Highest April-level median sales price in seven years
In April, buyer activity remained lower than the previous year in the Washington DC Metro Area. Both closed sales and new pending sales were below their levels from this time last year, with all property segments posting declines in each category. However, some of the decline in closed and pending sales was due to a decrease in short sales and foreclosures. After 2008, like the nation, the DC metro region had an increasing number of bank-mediated sales. The number of bank-mediated sales peaked in 2010 and has since been declining, falling from 15.1 percent of total sales in April 2013 to 10.7 percent of all sales in April 2014. While this decline is a result of fewer distressed properties in the market, it has also depressed the total number of sales.

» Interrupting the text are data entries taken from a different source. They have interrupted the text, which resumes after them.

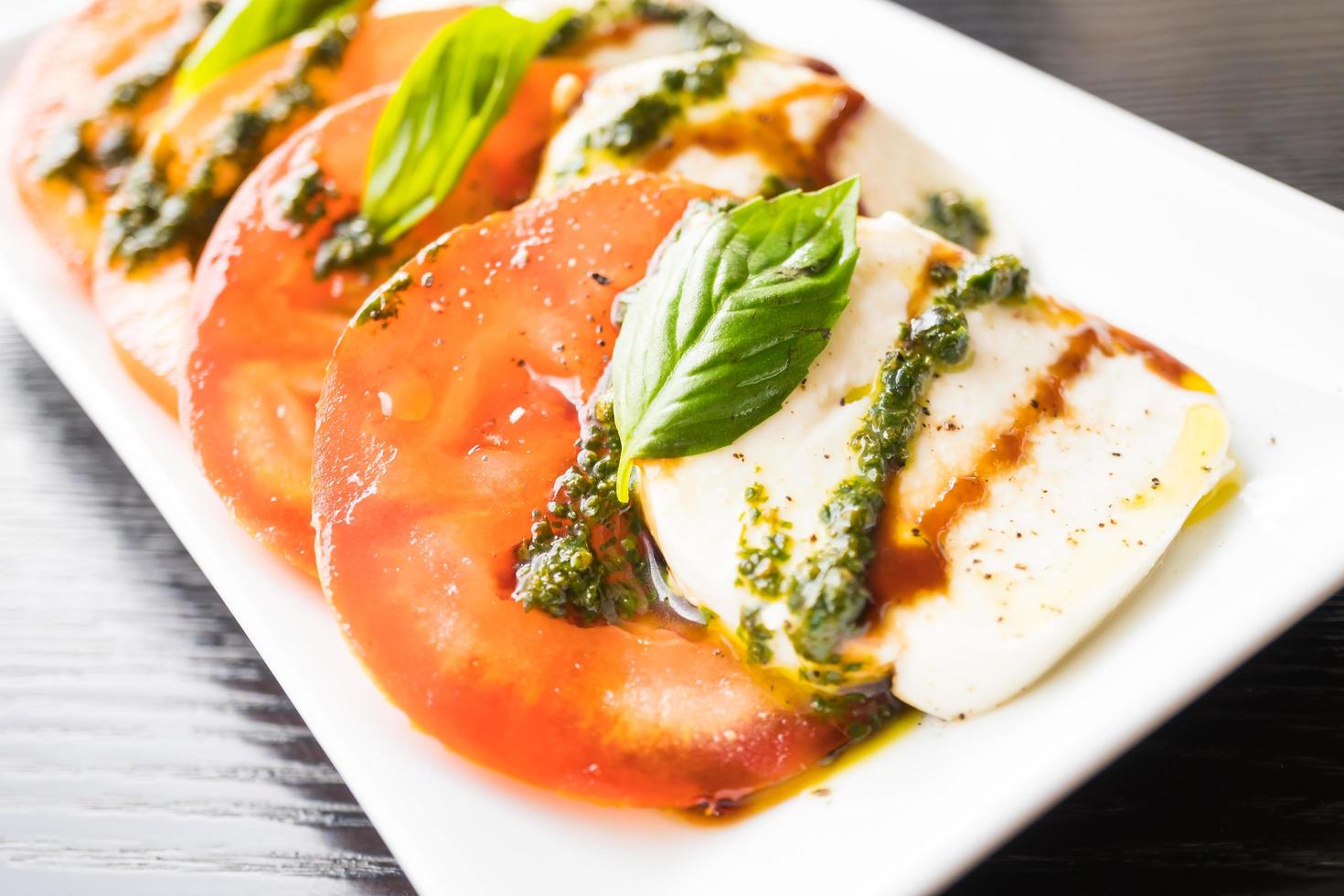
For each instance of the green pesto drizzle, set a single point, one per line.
(572, 566)
(151, 218)
(829, 594)
(700, 26)
(957, 218)
(755, 635)
(68, 152)
(761, 559)
(640, 126)
(351, 243)
(303, 195)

Closed sales decreased 8.3 percent, or by 350 sales, but non-bank mediated sales only fell by 3.5 percent, or by 127 sales. Bank mediated sales declined 35.0 percent, or by 223 sales, and accounted for 63.7 percent of the decline in total sales. Bank mediated sales had a similar role in new pending contracts, accounting for 42.5 percent of the decline in new contracts, despite being a smaller share of the market.
Active listings continue to rise and are 24.5 percent higher than last April. But new listings were only 1.5 percent higher than April 2013 and total inventory is only 34.2 percent of its 2007 peak. The tight inventory and decrease in bank mediated sales are playing a role in price growth and the median sale price increased 3.1 percent from last year.
Highest April-level median sales price since 2008
Buyer activity slowed in the Baltimore Metro Area in April, but seller activity continued to improve. Closed sales decreased 1.0 percent from last April, driven by decreases in sales of single-family detached homes and condo properties. The number of new contracts declined by 1.1 percent from this time last year, but remained higher than the April-level for the six preceding years. As compared to last year, new listings increased 13.0 percent, which is the highest year-over-year increase in four months. The number of active listings increased 14.6 percent but is still only 59.2 percent of its peak-level. The median sales price for the region increased 0.8 percent, or by $2,000, from last year, driven by gains in single-family detached homes and condo properties. Seller confidence appears to be increasing as evidence by consistent increases in listings. Despite more options, buyer activity has slowed with sales falling two of the first four months this year, after double digit growth for most of 2013. It’s still too early to distinguish a trend, but rising interest rates, and sales prices could be playing a role.